Apart from characteristics of the electron temperature scaling and fluctuations in electron parameters, the step like behaviour in the profile of conversion efficiency from laser energy to hot electrons (see Figure 11) indicates the specific non-linearity that can be attributed to experimental conditions and plasma parameters. At laser intensity of ${\sim}10^{16}$ W cm⁻², LPI is dominated by parametric instabilities (SRS, TPD) which can be responsible for non-collisional absorption and generate large fluxes of hot electrons. Cristoforetti et al. investigated the extent and time history of SRS and TPD instabilities, driven by the interaction of PALS laser at an intensity ${\sim}1.2 \times 10^{16}$ W cm⁻² with plasma scalelength ${\sim}100 \ \unicode{x03BC}$m produced from irradiation of a flat plastic target (Ref. Reference Cristoforetti, Antonelli, Mancelli, Atzeni, Baffigi, Barbato, Batani, Boutoux, D’Amato, Dostal, Dudzak, Filippov, Gu, Juha, Klimo, Krus, Malko, Martynenko, Nicolai, Ospina, Pikuz, Renner, Santos, Tikhonchuk, Trela, Viciani, Volpe, Weber and Gizzi43). Moreover, Cristoforetti et al. measured the hot electron energy in the range of 40–50 keV which is in close agreement with the electron temperature of our measurements. In addition, the self-focusing of the laser beam in the plasma can be produced by a relativistic mechanism (Ref. Reference Sun, Ott, Lee and Guzdar45). The relativistic nonlinearity should appear immediately when the power of the incident laser exceeds the threshold required for self-focusing (P_cr = 17.4 ${n_{cr}/n_e}$) in GW (Ref. Reference Habara, Adumi, Yabuuchi, Nakamura, Chen, Kashihara, Kodama, Kondo, Kumar, Lei, Matsuoka, Mima and Tanaka46), where n_cr and n_e are the critical density and measured value of plasma density, respectively.

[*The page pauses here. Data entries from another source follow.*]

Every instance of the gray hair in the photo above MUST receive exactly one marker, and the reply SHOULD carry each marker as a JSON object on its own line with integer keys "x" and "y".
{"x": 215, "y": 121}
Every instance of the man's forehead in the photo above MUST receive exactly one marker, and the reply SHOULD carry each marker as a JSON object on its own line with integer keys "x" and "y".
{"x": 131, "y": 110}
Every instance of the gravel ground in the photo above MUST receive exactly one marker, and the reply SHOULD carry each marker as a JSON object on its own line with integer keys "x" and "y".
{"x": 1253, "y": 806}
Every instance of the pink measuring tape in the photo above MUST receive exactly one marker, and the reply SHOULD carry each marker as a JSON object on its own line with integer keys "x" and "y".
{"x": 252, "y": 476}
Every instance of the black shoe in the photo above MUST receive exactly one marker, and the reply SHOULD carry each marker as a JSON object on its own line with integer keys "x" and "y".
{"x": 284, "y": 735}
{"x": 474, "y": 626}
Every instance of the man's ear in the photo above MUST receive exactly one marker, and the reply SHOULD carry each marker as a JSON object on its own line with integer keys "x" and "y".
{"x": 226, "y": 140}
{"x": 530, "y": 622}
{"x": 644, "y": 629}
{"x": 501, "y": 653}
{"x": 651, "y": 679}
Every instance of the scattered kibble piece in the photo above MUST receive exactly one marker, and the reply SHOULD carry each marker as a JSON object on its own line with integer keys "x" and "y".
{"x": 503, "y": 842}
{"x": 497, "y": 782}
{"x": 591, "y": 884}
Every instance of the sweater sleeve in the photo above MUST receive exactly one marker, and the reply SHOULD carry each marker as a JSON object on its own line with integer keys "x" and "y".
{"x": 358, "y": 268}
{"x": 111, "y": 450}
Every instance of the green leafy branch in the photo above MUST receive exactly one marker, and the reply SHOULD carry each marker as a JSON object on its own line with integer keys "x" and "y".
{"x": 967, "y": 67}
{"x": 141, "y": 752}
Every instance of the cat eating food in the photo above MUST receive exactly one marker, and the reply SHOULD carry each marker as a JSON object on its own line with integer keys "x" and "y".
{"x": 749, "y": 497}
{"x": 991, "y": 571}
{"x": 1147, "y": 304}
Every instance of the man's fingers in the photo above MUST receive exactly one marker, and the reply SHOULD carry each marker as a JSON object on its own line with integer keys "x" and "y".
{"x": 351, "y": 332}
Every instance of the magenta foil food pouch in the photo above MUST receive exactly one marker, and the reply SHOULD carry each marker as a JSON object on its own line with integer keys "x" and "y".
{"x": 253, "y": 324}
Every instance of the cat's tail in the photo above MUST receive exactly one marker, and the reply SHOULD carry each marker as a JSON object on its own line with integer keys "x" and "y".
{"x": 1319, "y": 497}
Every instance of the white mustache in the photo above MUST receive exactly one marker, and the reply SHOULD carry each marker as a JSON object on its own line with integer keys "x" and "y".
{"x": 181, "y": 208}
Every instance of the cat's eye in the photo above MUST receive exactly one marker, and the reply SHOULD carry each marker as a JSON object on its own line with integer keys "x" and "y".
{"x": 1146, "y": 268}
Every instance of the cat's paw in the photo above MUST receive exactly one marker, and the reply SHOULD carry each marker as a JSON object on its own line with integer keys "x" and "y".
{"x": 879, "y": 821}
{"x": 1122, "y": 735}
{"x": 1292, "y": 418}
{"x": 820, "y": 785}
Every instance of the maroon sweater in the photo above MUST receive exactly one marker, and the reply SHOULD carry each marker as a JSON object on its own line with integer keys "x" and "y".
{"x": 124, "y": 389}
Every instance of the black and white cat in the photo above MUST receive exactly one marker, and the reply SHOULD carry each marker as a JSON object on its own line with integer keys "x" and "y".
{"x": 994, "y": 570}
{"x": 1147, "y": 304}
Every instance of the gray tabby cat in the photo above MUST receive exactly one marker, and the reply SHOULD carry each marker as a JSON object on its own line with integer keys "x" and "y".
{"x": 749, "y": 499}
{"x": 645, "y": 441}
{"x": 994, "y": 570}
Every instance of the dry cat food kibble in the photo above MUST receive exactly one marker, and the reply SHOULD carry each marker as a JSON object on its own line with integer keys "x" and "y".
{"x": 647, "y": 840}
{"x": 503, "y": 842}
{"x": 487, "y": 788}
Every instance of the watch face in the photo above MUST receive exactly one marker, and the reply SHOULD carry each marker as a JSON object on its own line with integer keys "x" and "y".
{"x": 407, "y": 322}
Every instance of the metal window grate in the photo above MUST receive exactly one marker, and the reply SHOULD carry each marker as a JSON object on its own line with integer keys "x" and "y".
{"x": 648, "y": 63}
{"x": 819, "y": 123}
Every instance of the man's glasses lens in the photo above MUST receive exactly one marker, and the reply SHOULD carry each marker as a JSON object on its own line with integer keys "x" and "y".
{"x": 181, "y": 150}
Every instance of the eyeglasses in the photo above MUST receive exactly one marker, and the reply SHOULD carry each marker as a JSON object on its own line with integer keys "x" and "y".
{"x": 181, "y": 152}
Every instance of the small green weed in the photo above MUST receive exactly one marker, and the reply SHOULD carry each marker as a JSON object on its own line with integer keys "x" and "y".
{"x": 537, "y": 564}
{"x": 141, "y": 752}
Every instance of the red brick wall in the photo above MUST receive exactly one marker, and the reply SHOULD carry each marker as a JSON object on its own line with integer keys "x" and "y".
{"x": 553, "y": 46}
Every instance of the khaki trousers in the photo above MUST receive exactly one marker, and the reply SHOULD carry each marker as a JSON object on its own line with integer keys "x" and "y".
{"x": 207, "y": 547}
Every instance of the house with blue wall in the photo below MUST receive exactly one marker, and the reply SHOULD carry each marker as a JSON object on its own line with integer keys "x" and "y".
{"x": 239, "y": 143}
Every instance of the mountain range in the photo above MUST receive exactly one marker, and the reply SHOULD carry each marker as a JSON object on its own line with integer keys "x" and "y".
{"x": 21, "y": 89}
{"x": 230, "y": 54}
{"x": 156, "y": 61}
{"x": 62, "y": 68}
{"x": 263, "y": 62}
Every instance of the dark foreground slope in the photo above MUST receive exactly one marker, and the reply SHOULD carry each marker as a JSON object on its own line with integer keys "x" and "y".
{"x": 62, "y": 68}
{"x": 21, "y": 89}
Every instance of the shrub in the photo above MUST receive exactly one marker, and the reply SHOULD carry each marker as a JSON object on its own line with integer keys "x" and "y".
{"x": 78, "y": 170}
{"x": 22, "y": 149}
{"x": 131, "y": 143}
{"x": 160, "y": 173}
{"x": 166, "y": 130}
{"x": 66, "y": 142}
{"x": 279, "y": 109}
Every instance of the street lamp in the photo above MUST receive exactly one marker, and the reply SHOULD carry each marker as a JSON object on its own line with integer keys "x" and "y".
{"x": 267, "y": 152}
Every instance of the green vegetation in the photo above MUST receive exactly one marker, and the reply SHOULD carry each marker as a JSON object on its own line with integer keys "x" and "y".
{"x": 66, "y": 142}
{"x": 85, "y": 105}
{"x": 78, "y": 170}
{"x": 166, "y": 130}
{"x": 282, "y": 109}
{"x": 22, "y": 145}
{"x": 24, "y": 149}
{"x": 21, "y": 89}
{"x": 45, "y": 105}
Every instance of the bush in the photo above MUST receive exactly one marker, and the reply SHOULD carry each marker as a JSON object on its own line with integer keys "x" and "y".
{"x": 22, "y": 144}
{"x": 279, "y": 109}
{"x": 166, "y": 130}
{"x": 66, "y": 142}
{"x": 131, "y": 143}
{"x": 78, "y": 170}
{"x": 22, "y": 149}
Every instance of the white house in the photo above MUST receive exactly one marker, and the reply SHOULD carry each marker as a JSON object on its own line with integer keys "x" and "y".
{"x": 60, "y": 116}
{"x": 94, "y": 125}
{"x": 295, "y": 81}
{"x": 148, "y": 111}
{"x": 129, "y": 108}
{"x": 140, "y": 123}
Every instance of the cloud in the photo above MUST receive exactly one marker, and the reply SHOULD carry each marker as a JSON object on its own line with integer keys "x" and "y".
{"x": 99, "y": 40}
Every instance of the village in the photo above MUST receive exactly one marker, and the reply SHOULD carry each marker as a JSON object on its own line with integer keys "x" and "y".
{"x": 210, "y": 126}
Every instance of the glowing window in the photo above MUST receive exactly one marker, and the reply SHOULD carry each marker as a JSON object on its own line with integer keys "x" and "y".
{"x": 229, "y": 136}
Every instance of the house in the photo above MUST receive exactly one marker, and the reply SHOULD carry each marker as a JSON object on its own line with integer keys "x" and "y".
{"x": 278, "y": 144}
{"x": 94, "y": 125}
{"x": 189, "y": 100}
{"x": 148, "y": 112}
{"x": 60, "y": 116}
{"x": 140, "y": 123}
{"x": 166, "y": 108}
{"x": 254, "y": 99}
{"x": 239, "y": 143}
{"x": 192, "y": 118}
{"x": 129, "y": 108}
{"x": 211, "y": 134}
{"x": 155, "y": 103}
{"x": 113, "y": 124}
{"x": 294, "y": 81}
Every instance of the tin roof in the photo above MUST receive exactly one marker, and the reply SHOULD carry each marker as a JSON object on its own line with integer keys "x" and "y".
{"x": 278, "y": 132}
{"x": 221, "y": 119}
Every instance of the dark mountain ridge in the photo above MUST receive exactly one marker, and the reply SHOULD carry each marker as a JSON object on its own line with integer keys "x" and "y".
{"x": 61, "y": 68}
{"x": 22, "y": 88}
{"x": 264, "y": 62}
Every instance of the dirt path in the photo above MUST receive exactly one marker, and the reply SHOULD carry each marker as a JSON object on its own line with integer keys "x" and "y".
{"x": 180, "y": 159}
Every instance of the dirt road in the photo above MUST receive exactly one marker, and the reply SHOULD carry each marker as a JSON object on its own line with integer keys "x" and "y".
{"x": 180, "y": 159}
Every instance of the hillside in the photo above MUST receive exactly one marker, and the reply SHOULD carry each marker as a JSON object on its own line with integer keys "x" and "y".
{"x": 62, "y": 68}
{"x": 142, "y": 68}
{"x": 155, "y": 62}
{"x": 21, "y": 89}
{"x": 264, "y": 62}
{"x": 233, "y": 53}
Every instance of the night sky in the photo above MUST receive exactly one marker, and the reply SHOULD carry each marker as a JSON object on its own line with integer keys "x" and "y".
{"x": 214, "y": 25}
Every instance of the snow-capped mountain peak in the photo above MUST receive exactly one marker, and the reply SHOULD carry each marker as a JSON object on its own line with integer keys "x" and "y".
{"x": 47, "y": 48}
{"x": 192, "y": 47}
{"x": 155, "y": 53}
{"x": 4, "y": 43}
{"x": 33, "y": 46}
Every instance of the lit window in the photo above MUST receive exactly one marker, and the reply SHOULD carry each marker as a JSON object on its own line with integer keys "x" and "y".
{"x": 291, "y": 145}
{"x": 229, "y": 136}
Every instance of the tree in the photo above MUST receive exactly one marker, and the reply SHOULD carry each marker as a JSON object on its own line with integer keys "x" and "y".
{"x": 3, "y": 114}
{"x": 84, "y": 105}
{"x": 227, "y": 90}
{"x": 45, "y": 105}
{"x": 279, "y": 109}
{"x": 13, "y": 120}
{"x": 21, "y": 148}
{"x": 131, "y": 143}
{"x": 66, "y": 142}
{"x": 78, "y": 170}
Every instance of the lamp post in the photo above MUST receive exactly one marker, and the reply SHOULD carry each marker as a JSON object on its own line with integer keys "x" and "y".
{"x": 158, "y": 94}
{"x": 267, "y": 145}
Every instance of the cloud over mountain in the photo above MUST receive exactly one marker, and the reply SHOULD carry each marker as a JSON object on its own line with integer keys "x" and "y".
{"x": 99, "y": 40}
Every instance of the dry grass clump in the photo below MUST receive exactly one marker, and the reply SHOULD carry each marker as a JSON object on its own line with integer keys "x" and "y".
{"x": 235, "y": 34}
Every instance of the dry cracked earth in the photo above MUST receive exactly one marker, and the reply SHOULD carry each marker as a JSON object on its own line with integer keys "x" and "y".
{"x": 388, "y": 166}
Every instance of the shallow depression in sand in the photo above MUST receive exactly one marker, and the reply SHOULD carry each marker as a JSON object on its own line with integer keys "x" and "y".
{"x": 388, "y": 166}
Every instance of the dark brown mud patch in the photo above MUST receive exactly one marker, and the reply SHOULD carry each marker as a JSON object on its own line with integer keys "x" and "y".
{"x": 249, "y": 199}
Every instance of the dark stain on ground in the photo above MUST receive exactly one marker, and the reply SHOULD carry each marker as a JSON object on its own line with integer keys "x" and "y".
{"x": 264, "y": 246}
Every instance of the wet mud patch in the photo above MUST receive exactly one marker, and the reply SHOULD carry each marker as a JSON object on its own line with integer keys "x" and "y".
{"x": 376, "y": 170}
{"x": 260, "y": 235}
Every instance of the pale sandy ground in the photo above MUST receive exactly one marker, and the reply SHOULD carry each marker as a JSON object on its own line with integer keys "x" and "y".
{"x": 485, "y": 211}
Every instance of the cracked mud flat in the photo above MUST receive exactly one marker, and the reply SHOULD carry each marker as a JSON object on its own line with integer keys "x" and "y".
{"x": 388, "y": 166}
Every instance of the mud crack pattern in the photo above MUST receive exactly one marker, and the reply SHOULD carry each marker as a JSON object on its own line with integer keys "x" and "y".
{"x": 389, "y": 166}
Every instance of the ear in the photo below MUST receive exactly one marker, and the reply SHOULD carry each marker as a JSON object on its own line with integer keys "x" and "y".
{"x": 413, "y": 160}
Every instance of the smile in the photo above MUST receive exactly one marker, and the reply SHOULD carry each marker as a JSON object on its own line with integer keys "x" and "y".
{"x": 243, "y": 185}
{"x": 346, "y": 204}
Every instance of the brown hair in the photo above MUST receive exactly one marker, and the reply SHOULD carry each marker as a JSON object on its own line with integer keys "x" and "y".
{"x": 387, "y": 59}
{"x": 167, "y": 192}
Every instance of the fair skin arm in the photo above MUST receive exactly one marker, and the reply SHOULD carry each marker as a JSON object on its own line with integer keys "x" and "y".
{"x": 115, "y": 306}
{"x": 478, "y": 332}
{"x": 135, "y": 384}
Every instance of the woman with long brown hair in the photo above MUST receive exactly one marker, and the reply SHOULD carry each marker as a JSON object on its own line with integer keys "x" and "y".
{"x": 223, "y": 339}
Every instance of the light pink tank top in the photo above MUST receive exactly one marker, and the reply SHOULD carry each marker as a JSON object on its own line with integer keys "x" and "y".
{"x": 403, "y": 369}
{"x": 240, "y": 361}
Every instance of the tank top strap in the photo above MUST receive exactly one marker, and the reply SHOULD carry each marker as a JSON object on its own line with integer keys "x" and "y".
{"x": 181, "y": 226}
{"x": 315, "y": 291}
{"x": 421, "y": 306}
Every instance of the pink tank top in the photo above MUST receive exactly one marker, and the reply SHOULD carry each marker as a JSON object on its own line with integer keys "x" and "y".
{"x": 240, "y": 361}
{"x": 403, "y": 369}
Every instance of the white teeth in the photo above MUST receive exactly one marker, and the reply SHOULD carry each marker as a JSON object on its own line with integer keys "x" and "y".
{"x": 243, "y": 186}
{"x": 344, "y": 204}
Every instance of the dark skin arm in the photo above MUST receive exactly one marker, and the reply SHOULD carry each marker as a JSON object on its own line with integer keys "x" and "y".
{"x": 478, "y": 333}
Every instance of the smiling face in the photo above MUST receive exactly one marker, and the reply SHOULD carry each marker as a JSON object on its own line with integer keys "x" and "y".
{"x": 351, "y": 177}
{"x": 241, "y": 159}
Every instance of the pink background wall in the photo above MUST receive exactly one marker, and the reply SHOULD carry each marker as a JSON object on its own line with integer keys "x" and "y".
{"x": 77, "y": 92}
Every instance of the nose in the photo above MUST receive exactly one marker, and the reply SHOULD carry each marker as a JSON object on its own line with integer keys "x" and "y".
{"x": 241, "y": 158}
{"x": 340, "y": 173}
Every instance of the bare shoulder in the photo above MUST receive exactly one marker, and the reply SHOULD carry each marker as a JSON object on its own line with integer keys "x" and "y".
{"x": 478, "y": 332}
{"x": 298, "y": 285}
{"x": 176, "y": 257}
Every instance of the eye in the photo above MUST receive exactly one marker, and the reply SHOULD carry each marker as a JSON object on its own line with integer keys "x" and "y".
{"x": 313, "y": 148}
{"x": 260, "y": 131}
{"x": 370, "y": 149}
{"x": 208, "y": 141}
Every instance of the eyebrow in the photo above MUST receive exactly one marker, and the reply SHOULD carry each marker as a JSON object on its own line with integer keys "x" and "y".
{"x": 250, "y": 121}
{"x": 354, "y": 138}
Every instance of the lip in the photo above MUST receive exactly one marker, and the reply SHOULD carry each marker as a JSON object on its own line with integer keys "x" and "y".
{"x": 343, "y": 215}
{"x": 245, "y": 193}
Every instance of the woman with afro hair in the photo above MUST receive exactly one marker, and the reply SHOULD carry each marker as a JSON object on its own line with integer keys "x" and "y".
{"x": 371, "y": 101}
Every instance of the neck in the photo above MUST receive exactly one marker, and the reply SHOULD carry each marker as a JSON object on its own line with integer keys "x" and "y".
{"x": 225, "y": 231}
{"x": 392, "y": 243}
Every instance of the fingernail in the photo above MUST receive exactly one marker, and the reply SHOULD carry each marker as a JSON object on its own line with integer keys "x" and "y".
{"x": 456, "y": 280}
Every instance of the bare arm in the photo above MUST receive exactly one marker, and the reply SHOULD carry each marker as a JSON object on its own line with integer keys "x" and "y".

Furthermore, at the lower intensity case (≤10¹⁶ W cm⁻²), self-focusing does not occur because the power could barely reach the critical power of relativistic self-focusing (P_cr). However, the measured data from femtosecond interferometry shows that electron plasma density $n_e \approx 3 \times 10^{19}$ W cm⁻² of the scale length ≈ 100 μm, can be produced on the front surface of the irradiated target, 100 ps before the maximum laser power (Ref. Reference Pisarczyk, Kalal, Gus’kov, Batani, Renner, Santos, Dudzak, Zaras-Szydłowska, Chodukowski, Rusiniak, Dostal, Krasa, Krupka, Kochetkov, Singh, Cikhardt, Burian, Krus, Pfeifer, Cristoforetti, Gizzi, Baffigi, Antonelli, Demchenko, Rosinski, Terwinska, Borodziuk, Kubes, Ehret, Juha, Skala and Korneev23). For the laser wavelength 1.315 μm, the required $P_{cr} \approx$ 0.45 TW is less than the 1.5 TW used in this experiment which implies that for laser energy $\ge250$ J and intensity $\ge8 \times 10^{15}$ W cm⁻², the possibility of self-focusing cannot be ignored along with other nonlinear effects (Ref. Reference Singh, Krupka, Istokskaia, Krasa, Giuffrida, Dudzak, Dostal, Burian, Versaci, Margarone, Pisarczyk, Krus and Juha24). In the given experimental scenarios, plasma density must be sufficiently thick to allow the creation of a self-focusing channel and the threshold intensity for both the ponderomotive and relativistic filamentation which is reachable during the LPI. Moreover, the nonlinear characteristic in the profile of conversion efficiency can be seen at energy threshold ∼250 J (see Figure 11) which is in closer agreement with our analogy and hypothesis. Figure 11 clearly shows that the relativistic self-focusing is not emerging significantly for laser energies ≤250 J, however; for given laser and plasma parameters, it can occur at higher laser energies (≥250 J).